La vendemmia 2012 ci regalerà vini di ottima qualità”. In termini di cifre, 800.000 quintali di ottima uva, 300.000 dei quali verranno usati per Amarone e Reciote.

Christian Marchesini, presidente Consorzio Valpolicella, giudica positivamente la vendemmia in corso.

Nonostante i problemi climatici, nonostante la temperatura anomala di primavera ed estate, i livelli di uva sono in linea con lo scorso anno e soddisfano le richieste del disciplinare di
produzione.

Ora, toccherà agli esperti del Consorzio, che dovranno mantenere l’equilibrio tra Recioto, Ripasso, Amarone e Valpolicella: i metodi, misure di di contenimento delle uve da mettere a
riposo e la limitazione della superficie vitata. L’obiettivo finale è il rispetto della piramide di qualità del vino, con l’Amarone posto sulla punta.

Detto questo, il Consorzio mette il luce il buon momento: “Il Valpolicella in tutte le sue declinazioni sta vivendo un momento particolarmente interessante dal punto di vista del potenziale
commerciale.

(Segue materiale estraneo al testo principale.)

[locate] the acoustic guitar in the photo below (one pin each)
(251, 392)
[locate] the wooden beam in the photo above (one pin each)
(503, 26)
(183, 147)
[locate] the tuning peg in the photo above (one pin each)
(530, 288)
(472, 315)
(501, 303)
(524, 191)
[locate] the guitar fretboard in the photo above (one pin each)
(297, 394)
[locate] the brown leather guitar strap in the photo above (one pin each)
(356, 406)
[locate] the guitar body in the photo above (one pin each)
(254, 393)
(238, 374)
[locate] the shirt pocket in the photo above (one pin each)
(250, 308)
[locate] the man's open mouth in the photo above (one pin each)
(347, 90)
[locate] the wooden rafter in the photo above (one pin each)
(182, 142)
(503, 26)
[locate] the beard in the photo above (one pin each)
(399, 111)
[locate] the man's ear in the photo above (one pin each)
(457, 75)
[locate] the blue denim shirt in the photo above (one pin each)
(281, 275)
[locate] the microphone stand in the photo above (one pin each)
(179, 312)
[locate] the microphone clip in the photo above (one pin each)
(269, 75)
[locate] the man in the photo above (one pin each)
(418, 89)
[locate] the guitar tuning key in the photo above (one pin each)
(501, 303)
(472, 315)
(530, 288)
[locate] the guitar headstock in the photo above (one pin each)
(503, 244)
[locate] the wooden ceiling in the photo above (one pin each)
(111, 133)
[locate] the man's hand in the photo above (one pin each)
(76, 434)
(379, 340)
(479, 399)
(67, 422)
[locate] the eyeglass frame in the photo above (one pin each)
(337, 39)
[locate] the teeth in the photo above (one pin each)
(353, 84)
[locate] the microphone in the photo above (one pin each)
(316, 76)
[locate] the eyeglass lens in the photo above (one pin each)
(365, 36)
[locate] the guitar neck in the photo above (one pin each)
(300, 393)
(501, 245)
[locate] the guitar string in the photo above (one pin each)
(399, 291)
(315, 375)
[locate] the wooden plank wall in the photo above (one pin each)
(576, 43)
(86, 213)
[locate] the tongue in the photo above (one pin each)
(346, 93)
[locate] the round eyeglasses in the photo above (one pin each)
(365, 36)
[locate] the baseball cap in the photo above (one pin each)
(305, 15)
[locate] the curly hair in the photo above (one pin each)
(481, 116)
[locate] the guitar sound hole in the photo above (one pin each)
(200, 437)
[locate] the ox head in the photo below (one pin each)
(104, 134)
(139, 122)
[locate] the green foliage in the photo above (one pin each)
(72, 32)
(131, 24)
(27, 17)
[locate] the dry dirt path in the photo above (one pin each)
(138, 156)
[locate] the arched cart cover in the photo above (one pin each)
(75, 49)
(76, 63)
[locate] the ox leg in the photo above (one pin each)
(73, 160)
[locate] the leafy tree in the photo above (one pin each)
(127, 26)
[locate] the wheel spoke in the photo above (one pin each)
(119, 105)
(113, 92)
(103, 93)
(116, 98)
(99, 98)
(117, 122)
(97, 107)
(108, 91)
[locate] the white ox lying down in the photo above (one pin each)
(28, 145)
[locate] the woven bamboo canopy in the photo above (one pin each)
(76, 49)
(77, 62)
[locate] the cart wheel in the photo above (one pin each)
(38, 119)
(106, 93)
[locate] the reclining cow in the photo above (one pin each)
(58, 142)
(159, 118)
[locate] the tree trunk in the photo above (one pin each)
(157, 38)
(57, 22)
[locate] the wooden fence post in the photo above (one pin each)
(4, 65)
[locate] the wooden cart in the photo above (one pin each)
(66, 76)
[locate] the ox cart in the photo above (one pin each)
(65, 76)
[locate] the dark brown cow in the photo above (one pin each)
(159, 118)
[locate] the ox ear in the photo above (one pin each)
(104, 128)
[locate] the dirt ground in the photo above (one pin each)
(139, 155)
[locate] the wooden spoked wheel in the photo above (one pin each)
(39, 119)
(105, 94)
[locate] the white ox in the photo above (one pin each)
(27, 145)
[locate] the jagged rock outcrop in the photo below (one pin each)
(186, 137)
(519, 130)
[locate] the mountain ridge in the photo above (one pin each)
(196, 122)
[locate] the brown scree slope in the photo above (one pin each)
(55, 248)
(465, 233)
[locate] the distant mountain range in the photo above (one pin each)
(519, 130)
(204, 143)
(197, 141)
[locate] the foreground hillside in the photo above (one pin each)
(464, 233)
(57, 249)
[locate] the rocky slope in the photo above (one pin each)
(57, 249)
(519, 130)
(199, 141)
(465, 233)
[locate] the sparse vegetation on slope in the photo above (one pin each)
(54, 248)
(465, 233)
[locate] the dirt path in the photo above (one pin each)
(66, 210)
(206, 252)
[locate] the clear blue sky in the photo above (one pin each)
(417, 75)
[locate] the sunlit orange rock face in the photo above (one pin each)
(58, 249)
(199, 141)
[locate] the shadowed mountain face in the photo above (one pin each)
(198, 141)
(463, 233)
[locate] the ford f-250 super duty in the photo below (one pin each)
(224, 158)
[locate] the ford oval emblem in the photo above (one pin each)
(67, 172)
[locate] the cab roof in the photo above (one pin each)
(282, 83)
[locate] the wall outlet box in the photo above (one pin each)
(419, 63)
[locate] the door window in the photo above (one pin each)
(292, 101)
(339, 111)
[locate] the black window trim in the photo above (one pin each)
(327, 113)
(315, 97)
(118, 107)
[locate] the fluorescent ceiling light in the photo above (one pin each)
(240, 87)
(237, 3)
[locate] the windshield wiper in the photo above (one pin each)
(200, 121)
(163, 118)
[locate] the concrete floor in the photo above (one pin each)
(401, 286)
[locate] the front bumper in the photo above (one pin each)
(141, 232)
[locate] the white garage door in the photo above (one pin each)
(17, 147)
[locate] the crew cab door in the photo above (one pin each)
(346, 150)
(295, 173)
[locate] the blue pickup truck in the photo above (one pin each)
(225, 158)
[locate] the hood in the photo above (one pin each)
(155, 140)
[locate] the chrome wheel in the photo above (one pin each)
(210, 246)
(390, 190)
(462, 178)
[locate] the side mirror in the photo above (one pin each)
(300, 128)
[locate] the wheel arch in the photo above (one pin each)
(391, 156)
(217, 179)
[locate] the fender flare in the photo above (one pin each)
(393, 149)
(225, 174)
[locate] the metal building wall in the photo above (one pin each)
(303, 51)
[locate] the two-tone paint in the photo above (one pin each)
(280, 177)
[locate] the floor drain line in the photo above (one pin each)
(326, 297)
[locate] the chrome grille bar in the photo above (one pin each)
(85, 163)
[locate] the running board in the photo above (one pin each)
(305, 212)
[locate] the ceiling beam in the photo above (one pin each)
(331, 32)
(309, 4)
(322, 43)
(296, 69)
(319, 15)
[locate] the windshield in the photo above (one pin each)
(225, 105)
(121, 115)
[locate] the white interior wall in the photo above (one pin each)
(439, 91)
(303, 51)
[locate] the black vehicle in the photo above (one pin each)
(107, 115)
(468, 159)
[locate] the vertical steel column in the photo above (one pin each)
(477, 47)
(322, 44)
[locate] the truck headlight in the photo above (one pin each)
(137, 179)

La sua piacevolezza, la pronta beva e il contenuto grado alcolico, uniti all’ottimo rapporto qualità-prezzo, lo rendono un vino adatto al consumo quotidiano e per questo
sempre più richiesto all’estero”.

Prova di questo, l’interesse ottenuto nei vari eventi settori di Germania, Norvegia, Russia, Stati Uniti e Verona, dove hanno però partecipato importatori brasiliani.

Allora, il Consorzio ritiene che il Valpolicella “Può diventare il grimaldello per entrare nei nuovi mercati emergenti, dove la cultura enologica deve ancora essere sviluppata e i vini
meno impegnativi possono essere subito apprezzati”.